The New Engineering Building (NEB) will open to students in the 2015/16 academic year.

Keith Lilley, director of estates and facilities management at Sheffield University, said: “We are pleased that the appeal was heard so quickly and that the future of the NEB is now assured.

“This decision means we can complete the NEB in time for the start of the 2015/16 academic year, allowing us to welcome 1,300 additional engineering students to the university, along with all the associated economic benefits the development will bring to the city and the wider region.”

Sheffield Council’s leader Julie Dore described the development as a “huge opportunity for jobs and growth in Sheffield” and added: “It was a difficult planning decision and not everyone agrees with it, but we have had huge backing from many quarters including business.”

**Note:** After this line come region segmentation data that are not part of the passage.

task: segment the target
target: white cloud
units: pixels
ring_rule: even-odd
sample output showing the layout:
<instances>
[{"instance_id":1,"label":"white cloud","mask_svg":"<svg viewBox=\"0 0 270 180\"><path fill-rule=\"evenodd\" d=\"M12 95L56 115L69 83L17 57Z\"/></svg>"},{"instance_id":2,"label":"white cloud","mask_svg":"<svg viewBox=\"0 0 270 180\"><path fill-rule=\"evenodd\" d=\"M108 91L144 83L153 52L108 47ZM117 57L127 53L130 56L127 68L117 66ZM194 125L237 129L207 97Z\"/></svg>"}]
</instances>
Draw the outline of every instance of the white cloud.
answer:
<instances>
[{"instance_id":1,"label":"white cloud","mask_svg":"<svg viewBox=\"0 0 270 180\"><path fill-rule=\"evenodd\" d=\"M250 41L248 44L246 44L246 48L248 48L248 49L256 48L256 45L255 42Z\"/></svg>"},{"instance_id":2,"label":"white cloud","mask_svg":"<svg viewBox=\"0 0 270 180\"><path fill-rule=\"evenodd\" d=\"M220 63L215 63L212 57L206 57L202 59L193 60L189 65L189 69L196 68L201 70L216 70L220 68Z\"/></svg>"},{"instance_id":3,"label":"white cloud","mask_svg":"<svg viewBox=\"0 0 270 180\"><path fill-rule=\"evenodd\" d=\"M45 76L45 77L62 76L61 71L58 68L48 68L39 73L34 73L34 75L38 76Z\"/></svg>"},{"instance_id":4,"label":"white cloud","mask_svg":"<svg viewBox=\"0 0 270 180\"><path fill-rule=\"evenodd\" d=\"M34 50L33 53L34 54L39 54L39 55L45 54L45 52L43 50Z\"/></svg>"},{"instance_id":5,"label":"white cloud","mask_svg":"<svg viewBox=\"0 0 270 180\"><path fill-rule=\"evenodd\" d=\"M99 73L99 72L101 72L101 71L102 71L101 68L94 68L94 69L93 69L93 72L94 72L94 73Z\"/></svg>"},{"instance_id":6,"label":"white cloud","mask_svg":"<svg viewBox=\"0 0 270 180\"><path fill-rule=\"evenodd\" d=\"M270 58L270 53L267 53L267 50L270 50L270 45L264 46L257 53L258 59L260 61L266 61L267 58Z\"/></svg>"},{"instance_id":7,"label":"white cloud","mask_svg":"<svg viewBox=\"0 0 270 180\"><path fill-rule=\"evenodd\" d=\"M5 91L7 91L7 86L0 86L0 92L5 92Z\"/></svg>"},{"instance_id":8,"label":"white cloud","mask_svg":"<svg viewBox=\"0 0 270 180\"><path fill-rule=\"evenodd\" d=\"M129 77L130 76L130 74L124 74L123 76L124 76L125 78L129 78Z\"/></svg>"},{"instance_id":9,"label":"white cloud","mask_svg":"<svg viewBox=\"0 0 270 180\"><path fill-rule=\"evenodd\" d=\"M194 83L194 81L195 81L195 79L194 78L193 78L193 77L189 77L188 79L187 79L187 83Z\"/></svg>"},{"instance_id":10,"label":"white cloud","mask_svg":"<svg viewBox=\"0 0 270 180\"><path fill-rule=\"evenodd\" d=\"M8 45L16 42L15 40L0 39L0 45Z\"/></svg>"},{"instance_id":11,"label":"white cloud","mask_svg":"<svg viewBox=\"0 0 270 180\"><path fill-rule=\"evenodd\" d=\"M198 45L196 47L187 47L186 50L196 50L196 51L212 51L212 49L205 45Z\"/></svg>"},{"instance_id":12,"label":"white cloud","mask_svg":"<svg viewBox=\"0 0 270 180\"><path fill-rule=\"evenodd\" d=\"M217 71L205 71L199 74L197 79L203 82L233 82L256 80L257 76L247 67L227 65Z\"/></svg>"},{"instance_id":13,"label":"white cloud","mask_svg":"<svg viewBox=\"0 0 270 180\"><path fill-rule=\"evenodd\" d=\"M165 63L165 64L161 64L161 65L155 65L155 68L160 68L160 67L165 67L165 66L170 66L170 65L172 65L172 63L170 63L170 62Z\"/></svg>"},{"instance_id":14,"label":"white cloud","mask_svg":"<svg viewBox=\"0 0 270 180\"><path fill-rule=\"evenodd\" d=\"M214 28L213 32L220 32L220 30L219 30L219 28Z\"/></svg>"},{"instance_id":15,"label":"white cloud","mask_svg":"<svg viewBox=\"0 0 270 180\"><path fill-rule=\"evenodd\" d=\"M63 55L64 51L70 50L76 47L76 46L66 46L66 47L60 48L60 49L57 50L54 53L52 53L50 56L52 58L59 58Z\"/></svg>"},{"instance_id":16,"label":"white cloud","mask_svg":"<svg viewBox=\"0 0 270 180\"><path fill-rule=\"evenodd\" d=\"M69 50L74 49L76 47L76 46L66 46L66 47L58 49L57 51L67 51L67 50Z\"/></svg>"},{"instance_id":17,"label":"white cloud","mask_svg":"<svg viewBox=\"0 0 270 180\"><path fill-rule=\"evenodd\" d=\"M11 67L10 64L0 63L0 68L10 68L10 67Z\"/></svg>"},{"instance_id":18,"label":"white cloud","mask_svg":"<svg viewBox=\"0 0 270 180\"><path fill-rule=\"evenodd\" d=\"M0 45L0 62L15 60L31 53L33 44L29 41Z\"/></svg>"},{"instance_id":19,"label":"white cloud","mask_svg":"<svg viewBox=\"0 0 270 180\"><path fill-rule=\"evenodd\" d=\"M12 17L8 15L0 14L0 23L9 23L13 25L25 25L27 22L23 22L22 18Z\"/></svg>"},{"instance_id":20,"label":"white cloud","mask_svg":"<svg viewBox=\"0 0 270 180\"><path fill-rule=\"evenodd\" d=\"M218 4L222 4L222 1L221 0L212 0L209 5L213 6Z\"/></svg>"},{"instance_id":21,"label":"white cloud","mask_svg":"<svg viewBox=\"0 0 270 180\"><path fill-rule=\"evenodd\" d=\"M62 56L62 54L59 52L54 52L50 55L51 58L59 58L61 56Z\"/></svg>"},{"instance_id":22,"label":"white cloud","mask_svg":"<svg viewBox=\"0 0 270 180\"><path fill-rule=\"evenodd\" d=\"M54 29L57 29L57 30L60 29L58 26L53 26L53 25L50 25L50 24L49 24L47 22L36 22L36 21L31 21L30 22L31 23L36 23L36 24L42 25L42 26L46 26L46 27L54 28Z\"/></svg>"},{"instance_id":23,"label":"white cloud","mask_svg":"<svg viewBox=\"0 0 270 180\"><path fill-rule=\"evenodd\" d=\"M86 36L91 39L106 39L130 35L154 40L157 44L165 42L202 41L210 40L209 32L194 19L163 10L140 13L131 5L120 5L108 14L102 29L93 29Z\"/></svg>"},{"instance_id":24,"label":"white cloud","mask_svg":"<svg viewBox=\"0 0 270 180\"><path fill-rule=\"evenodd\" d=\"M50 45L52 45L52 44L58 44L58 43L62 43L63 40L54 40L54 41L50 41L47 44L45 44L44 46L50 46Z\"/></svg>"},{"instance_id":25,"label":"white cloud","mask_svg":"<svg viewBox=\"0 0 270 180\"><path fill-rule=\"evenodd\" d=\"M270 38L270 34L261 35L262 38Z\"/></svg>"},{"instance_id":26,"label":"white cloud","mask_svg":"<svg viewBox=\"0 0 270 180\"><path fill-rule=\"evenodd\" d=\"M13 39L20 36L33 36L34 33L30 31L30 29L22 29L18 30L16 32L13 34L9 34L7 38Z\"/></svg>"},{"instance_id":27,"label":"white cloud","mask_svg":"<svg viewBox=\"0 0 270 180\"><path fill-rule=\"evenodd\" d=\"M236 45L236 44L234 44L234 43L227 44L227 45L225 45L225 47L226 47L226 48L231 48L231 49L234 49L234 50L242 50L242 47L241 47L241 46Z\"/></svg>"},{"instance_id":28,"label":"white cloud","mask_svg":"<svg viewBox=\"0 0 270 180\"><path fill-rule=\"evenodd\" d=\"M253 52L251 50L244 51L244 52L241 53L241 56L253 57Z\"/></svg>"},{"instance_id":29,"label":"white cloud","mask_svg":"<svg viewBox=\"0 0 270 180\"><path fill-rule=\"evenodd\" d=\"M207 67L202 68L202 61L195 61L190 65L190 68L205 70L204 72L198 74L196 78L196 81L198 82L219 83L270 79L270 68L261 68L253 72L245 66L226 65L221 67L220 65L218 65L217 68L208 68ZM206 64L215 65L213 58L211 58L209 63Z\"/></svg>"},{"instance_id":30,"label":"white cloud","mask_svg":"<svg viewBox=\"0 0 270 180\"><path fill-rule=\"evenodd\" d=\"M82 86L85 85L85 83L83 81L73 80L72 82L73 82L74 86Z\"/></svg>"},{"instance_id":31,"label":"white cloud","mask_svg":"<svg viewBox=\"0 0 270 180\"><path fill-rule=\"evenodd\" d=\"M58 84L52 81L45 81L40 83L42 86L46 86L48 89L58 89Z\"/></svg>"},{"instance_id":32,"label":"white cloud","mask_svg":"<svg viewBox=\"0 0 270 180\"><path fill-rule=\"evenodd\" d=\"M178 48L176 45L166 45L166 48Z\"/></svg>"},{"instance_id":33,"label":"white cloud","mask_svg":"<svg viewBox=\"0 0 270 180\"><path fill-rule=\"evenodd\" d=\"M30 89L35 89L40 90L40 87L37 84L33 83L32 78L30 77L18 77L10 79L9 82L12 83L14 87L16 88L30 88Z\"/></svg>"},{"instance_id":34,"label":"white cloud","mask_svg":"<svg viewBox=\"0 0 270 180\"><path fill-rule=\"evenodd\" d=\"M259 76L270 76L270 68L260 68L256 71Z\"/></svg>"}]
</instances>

Richard Wright, executive director of Sheffield Chamber of Commerce, said: “The new engineering facility demonstrates the increasing ambition of the city. This investment puts us up there amongst the best.

“It’s hard to stress how important this is to the long-term success of Sheffield and the region.

“Recognition of being the best brings investors and growth which in turn generates wealth and employment.

“This investment, in combination with the Advanced Manufacturing Research Centre, the arrival of Rolls-Royce and the creation of the University Technical College, will increase confidence that in turn will encourage investments within our business community.”

However, those who wanted to save the Grade- II listed building, off Broad Lane, described the decision as “deeply regrettable”.

Clem Cecil, director of Save Britain’s Heritage, said: “The demolition of listed buildings should be exceptional.

“It is deeply regrettable that the university ignored strong local feeling and has pushed ahead with plans for a new block that will jar with its historic setting.”